I’m 33 years old, and all my friends are pregnant and having children. A friend in her forties says that this trend will continue for the next few years, my social world entirely consumed by pregnancy announcements and baby showers and buying gifts for little ones. Then it’ll sputter out, seemingly as quickly as it began. I do have a handful of friends who had children in their twenties, whose kids are now in primary school, but they were the exception; now I am the exception. There is a myth that cis women in their thirties like me will be struck by baby fever, but I am experiencing the opposite. The older I get, the less I want children.
This is very different to how I felt in my mid-twenties, when I desperately wanted a child as soon as possible (were I in a heterosexual relationship back then, I would have definitely fallen pregnant). The emotional distance between the person I was then and the person I am now allows me to interrogate where that intense desire came from. There are a few truths that I think, on reflection, drove my desire for children. This is not to say these are the same things that drive all parents; but my journey illustrates how subconscious motives can influence all the decisions we make in life.
From the ages of 24 to 30 I talked about, wrote about and planned out having a child. I felt I was motivated by the pure light of motherhood in wanting to nurture, create, share, stimulate, mould, love. I wanted something greater than myself, to devote my life to something beyond me—interestingly, I strived for the same sacrifice in a romantic relationship. I was also very unhappy in my twenties. I dated a series of addicts and though only one of them was directly abusive, unfortunately people experiencing addiction sometimes display other behaviours that, although not intentionally harmful, can damage your ability to trust, among other things.
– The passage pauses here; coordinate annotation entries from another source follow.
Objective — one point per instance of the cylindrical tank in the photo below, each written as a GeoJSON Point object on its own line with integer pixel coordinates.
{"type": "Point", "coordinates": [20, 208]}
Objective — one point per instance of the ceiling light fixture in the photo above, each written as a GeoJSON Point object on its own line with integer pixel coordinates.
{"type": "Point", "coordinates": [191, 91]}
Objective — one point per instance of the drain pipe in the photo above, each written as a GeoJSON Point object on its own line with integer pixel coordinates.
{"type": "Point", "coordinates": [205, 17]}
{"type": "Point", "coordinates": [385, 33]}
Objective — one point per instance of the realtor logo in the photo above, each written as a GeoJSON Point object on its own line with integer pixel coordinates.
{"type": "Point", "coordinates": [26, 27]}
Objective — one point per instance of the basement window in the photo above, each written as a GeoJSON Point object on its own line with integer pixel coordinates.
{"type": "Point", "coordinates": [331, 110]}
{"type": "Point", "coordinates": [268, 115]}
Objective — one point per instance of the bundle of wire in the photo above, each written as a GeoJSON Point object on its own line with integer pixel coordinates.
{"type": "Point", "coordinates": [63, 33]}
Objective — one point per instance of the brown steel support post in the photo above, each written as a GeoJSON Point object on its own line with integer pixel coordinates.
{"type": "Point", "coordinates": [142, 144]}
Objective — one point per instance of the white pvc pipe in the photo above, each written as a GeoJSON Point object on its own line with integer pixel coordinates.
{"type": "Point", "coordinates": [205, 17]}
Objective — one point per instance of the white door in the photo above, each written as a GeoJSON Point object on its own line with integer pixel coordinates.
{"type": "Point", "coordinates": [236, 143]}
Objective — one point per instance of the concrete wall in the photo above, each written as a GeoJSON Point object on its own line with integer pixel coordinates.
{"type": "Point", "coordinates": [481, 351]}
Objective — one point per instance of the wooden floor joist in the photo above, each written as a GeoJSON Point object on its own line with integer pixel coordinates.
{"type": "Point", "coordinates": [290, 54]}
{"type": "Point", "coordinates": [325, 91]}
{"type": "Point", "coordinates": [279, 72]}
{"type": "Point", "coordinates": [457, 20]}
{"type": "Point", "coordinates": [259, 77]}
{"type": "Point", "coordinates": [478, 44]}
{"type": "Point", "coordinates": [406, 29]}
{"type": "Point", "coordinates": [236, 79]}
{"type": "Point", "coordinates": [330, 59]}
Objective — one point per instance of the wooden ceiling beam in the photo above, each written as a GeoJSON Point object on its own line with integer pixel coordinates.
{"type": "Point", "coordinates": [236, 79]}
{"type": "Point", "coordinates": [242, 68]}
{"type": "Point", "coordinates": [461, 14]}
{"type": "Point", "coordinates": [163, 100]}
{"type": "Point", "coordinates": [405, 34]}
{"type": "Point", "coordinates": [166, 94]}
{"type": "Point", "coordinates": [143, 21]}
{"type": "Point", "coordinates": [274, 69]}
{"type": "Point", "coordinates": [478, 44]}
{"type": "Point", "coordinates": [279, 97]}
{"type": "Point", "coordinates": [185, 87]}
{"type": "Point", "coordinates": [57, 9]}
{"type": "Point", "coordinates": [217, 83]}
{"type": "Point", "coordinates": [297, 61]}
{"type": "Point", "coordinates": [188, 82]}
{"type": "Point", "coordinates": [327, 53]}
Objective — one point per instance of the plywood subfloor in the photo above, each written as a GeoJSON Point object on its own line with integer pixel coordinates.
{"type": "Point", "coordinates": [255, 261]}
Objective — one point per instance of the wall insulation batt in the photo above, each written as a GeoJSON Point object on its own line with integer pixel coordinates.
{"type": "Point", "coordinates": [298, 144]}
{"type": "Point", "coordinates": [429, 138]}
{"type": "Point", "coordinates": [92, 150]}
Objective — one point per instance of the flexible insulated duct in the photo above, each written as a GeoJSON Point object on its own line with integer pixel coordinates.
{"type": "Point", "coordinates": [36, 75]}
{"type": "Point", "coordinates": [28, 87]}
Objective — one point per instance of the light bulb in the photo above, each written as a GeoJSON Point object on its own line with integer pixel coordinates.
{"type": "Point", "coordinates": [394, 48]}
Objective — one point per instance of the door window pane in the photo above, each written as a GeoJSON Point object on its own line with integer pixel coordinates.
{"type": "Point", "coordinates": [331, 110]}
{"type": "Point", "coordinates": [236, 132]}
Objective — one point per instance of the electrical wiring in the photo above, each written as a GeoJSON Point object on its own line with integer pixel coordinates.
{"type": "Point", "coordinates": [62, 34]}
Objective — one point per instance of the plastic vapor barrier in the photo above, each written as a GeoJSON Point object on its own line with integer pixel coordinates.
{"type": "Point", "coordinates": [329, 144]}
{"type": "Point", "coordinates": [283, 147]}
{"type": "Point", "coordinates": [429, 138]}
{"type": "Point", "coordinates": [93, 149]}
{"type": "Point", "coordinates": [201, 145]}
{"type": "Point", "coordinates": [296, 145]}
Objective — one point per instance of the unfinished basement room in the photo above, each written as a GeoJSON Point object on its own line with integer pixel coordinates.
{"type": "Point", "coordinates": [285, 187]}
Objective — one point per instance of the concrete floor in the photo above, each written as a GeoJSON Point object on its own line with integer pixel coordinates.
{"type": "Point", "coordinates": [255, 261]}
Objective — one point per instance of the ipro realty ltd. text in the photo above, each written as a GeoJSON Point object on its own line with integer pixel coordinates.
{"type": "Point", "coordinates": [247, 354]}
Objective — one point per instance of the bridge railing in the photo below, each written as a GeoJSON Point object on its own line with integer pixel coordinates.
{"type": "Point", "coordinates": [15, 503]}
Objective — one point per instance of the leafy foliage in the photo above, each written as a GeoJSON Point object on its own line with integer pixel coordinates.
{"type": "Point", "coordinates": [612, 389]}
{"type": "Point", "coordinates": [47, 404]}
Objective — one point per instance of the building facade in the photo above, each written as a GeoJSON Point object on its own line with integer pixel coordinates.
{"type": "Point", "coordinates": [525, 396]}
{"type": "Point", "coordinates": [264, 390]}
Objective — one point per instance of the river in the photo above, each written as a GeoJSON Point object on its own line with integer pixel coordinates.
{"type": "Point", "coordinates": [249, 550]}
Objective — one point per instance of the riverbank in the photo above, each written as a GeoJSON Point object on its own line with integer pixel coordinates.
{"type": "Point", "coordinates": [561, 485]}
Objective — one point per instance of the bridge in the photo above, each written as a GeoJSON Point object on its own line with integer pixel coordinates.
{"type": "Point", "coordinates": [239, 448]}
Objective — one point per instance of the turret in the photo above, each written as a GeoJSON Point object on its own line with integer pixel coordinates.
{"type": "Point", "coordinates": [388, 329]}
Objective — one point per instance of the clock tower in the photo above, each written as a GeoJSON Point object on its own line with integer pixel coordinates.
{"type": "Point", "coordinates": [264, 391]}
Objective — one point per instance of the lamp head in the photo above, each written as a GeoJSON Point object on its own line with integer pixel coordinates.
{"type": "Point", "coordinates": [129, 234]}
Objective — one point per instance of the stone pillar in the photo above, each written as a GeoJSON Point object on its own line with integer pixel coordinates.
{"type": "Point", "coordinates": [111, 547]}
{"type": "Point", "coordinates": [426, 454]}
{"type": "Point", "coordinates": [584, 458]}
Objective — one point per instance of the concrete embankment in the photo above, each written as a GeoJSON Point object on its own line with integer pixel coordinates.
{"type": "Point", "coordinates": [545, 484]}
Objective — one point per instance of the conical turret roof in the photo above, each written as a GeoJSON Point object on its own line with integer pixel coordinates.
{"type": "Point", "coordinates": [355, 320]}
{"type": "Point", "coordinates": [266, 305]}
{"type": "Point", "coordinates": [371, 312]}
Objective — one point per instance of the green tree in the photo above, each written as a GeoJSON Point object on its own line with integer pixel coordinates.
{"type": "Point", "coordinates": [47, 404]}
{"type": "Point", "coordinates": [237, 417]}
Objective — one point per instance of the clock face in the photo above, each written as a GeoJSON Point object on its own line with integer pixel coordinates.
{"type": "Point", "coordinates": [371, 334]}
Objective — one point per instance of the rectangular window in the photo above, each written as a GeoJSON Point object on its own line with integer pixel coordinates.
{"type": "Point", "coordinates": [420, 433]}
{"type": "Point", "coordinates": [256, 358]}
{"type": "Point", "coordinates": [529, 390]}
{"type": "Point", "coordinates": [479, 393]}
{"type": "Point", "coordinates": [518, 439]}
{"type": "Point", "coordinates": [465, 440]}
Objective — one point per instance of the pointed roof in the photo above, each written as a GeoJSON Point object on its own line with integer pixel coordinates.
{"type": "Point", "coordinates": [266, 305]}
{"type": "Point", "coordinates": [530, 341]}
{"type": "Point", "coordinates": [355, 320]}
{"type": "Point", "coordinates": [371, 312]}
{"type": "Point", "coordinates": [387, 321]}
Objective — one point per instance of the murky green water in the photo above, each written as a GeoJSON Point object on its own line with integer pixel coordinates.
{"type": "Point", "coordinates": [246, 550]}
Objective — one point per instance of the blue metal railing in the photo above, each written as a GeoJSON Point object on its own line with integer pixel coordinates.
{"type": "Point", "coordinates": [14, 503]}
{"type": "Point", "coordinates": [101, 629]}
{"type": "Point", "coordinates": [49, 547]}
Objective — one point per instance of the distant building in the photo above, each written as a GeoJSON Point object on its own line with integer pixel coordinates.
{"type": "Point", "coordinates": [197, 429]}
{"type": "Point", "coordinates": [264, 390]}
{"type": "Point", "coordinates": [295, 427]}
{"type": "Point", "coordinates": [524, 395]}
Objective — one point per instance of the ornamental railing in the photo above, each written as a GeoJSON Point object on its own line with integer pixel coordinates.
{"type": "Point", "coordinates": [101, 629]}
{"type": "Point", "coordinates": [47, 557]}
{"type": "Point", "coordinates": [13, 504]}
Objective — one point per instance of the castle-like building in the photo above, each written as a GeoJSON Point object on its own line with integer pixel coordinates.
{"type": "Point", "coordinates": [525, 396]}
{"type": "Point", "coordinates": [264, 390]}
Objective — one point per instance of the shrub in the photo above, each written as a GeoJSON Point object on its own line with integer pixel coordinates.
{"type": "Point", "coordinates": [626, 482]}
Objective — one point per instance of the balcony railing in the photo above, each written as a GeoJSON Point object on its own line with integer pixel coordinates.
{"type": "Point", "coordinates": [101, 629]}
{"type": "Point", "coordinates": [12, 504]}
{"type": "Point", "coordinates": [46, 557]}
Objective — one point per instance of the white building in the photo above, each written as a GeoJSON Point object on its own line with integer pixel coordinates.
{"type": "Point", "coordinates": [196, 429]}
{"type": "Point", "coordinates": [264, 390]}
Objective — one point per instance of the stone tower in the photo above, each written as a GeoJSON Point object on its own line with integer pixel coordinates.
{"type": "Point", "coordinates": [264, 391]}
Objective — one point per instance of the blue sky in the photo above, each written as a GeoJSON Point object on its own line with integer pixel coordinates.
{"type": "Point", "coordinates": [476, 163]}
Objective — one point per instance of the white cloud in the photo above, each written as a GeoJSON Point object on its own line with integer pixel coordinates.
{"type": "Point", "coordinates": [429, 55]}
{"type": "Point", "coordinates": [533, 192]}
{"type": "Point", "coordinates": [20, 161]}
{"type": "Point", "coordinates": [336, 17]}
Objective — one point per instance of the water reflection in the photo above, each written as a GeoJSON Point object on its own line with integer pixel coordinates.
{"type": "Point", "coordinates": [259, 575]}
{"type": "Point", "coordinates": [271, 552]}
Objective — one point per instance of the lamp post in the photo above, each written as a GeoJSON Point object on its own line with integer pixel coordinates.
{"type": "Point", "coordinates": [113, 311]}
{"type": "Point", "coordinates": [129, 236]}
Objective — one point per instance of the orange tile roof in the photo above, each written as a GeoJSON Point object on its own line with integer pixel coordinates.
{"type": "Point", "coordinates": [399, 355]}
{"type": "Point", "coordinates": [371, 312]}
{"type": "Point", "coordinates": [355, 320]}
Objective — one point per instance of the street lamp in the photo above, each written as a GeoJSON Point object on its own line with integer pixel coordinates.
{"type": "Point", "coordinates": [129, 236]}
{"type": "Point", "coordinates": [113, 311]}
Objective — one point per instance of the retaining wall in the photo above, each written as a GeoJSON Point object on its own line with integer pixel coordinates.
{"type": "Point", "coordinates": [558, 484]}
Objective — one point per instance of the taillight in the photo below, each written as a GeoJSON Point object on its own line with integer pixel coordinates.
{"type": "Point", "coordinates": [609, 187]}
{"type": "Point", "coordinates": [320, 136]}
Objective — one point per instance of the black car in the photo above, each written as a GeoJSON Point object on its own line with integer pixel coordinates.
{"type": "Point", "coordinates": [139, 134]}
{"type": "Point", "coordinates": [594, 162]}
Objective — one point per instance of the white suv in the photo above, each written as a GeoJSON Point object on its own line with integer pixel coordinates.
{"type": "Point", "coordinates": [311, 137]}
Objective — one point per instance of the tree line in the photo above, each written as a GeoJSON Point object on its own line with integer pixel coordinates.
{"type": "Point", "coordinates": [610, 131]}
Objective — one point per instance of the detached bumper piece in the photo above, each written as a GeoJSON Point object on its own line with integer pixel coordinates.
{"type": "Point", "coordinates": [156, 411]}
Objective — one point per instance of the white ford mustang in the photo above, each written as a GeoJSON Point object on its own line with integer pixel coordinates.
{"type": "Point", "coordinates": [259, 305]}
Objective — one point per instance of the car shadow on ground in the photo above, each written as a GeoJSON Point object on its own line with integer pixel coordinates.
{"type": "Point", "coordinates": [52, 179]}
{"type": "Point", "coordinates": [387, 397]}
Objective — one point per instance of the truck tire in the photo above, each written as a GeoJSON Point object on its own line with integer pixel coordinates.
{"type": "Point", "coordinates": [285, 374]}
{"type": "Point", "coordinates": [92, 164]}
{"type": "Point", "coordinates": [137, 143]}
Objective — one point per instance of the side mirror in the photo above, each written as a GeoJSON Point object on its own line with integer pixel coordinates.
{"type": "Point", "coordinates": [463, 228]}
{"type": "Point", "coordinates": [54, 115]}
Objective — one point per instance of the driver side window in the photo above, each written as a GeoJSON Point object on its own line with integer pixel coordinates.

I was also still reeling from the ricochets of my fraught and dysfunctional relationship with my mother. In hindsight, the fact that I wanted a daughter specifically—so I could experience the kind of mother-daughter relationship that I had never had—should have been a sign that I was impelled by more than just altruistic reasons. I recently listened to a podcast with the American writer and actor Brandon Kyle Goodman, and he thought the same; that for a long time he wanted to have kids because he thought it would fix his relationship with his mother, “that it will heal us”. In his instance he hoped having kids would reconcile them, unite them over something, whereas I instead hoped to tend to the wound and absence in my life with another relationship that could eventually usurp it.
There are plenty of people who have children because of their parents, whether to please them or because they feel obligated to fulfil a social contract, an expectation of the continuation of a family name or legacy. This somewhat invisible social contract was made especially clear in India back in 2022, when Sanjeev and Sadhana Prasad sued their own son for not providing them with a grandchild, demanding that he and his wife either have one or he repay the cost of his upbringing. They believed they were owed the next generation of life in return for the life they had given their son.
Yet in my case, like in Goodman’s, the pressure didn’t come from my parents. It came from within. So what has changed that means I no longer feel the same way? Firstly, I am much more creatively and emotionally fulfilled than I was in my twenties, and far more financially stable. With these things has come happiness, meaning I am no longer seeking something else to give my life meaning. The sacrifice of my lifestyle and independence no longer seem worth it; my life already feels abundant and valuable. Secondly, so many of my friends have children that I already get to spend lots of time with children I love, and can be a better help to all of them as a friend without kids myself. And last, but certainly not least, I published a book that purged all my thoughts and feelings about my relationship with my mother and set me free in a way I didn’t know was possible. It healed me in a far simpler way than becoming a mother myself could have done—especially as there is no guarantee of the better relationship you imagine having with your own child.